Publicly-traded Ace Auto Depot has outstanding debt of NIS 144 million, and its wholly-owned Ace retail chain owes an additional NIS 308 million. Electra's offer includes NIS 12 million in cash up front and NIS 4.5 million per month in cash and inventory over two years. The inventory component will partly defray sums owed to Ace suppliers.
The chain's debts include NIS 64 million owed to three banks - Bank Leumi, Bank Hapoalim and the First International Bank of Israel - all of which is secured. It also owes employees NIS 15.5 million, while other creditors, including its unsecured suppliers, are owed NIS 200.5 million. The parent company's debts also include NIS 83 million to bondholders.

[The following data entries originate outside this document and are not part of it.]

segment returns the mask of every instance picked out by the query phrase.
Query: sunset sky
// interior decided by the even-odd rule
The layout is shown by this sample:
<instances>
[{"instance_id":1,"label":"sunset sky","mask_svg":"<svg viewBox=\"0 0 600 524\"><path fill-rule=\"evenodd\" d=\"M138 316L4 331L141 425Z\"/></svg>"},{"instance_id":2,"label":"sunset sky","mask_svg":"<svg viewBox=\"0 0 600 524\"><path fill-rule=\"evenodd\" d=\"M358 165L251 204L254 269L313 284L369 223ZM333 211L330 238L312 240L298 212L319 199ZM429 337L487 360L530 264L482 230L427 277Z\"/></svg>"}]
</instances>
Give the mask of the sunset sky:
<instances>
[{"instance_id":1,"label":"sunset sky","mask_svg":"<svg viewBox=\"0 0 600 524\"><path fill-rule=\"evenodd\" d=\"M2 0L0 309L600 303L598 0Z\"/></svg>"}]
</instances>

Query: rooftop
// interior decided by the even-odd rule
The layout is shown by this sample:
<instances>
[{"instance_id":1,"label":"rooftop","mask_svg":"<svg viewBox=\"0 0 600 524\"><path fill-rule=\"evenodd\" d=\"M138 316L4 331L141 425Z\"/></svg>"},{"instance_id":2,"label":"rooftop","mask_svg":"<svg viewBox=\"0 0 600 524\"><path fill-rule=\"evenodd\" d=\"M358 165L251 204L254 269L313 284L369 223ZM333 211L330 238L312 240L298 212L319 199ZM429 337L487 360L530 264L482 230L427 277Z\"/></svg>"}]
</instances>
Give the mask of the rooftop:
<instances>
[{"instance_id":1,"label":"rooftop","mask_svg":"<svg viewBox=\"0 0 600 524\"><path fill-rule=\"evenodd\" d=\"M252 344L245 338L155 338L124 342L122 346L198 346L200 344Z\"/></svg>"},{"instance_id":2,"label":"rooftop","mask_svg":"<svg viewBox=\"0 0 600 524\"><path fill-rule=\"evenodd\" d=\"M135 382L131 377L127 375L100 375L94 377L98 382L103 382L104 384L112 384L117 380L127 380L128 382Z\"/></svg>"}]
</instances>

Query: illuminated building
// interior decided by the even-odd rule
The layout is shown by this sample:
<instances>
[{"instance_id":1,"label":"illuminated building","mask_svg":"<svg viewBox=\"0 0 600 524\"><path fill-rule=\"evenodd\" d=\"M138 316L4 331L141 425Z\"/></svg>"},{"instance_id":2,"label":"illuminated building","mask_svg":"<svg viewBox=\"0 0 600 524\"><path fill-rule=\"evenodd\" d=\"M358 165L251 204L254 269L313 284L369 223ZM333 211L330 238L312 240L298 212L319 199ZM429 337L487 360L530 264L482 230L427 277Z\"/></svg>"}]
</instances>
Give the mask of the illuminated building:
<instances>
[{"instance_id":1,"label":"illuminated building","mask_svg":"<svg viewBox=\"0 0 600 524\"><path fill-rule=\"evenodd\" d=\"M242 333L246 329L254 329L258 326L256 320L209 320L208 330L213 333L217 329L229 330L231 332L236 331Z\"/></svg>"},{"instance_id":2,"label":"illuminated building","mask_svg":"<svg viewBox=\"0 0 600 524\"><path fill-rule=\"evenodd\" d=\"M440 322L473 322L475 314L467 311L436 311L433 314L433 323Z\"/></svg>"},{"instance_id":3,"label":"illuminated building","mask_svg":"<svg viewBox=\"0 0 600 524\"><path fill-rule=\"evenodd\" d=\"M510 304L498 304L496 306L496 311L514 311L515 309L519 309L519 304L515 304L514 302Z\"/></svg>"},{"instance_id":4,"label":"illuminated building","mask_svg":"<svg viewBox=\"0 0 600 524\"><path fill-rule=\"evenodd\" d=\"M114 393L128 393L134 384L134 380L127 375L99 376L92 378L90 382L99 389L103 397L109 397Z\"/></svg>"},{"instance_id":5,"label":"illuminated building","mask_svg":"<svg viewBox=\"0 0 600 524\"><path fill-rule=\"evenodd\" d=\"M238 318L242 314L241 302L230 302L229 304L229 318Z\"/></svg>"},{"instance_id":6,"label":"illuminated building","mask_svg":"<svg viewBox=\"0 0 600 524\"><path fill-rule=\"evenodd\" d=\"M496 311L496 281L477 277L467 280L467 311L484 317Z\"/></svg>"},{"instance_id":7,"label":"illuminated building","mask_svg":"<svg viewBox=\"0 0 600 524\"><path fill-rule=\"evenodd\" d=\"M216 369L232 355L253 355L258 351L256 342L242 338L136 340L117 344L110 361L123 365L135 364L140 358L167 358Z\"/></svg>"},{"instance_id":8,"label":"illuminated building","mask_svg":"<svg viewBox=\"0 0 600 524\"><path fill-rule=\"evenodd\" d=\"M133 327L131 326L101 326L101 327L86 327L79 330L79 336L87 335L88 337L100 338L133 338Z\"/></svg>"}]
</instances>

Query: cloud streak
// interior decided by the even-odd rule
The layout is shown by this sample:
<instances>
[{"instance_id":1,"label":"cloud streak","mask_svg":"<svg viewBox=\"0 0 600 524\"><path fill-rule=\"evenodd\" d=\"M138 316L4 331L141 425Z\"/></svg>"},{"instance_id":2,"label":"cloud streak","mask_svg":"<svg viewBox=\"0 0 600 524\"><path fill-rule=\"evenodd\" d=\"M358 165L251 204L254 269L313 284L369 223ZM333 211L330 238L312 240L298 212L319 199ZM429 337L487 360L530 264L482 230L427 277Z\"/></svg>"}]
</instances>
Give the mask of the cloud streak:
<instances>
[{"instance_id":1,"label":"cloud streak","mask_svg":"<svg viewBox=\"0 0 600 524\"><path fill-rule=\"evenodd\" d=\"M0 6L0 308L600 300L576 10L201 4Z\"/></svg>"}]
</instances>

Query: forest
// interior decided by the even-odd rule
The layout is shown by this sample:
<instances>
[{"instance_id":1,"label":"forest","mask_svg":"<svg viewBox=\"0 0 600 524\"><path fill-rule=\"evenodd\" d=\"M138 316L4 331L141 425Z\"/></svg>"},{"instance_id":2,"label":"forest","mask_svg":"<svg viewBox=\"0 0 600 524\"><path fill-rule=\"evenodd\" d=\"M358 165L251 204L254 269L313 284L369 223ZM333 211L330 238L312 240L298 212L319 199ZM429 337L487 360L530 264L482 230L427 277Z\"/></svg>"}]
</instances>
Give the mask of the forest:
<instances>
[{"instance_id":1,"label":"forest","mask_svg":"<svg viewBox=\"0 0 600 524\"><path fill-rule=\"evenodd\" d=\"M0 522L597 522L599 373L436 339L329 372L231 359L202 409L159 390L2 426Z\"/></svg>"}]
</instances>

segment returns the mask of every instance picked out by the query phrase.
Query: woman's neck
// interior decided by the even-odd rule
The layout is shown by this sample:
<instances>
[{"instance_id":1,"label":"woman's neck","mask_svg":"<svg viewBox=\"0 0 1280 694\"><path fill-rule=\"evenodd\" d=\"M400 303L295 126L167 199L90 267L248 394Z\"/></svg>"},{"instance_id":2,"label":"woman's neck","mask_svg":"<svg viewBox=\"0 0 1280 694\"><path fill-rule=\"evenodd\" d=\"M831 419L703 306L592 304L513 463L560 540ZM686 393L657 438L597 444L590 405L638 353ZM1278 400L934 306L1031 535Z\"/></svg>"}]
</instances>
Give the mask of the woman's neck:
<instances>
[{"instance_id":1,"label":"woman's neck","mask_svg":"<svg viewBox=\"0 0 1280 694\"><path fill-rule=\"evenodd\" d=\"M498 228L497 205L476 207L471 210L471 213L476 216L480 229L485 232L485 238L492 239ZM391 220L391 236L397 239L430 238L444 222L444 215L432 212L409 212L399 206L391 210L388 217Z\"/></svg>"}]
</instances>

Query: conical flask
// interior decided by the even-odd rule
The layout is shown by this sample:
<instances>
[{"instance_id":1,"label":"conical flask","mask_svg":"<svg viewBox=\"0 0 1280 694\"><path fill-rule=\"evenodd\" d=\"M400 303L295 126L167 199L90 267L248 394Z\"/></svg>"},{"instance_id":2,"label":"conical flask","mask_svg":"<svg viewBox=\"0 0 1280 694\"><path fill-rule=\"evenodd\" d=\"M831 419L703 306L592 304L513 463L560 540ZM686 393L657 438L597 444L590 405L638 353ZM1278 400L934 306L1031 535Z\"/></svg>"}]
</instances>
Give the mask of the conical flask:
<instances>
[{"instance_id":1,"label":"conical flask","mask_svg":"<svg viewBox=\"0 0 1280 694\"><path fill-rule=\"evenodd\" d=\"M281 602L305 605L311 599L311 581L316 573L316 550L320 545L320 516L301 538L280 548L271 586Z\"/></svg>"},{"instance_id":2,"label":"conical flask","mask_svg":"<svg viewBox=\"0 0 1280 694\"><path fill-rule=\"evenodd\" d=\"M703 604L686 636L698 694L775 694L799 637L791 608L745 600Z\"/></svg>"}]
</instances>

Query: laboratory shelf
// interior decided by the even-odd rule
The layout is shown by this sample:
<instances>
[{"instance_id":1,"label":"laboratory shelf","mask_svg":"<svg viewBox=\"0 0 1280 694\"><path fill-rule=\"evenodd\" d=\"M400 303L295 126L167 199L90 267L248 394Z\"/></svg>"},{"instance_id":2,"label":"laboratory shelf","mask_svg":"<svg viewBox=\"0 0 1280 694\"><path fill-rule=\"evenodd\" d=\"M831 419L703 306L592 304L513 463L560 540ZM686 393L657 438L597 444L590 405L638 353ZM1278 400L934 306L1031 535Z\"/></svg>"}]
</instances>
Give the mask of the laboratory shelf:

Several assets that wouldn't be included in the Electra deal could add several tens of millions of shekels to the kitty for creditors. The company's stock market shell, for instance, might go for a few million, as would several smaller businesses not part of the company's core operations.
The trustees, Amir Palmer and Boaz Gazit, said a promise by controlling owners Shlomo Zveida and Gaon Holdings to lend the company NIS 20 million by January 31 hasn't been carried out and is still under consideration.
Meanwhile, a group of 22 suppliers - unsecured creditors owed a total of NIS 30 million by the chain - have petitioned the court to order the three banks to exercise their rights to NIS 18 million in guarantees pledged by Gaon and Zveida last July.
The three each received NIS 6 million in guarantees by the owners after the company failed to meet its bank-loan covenants. Gaon and Zveida provided the guarantees so that the banks would not demand immediate repayment of their loans.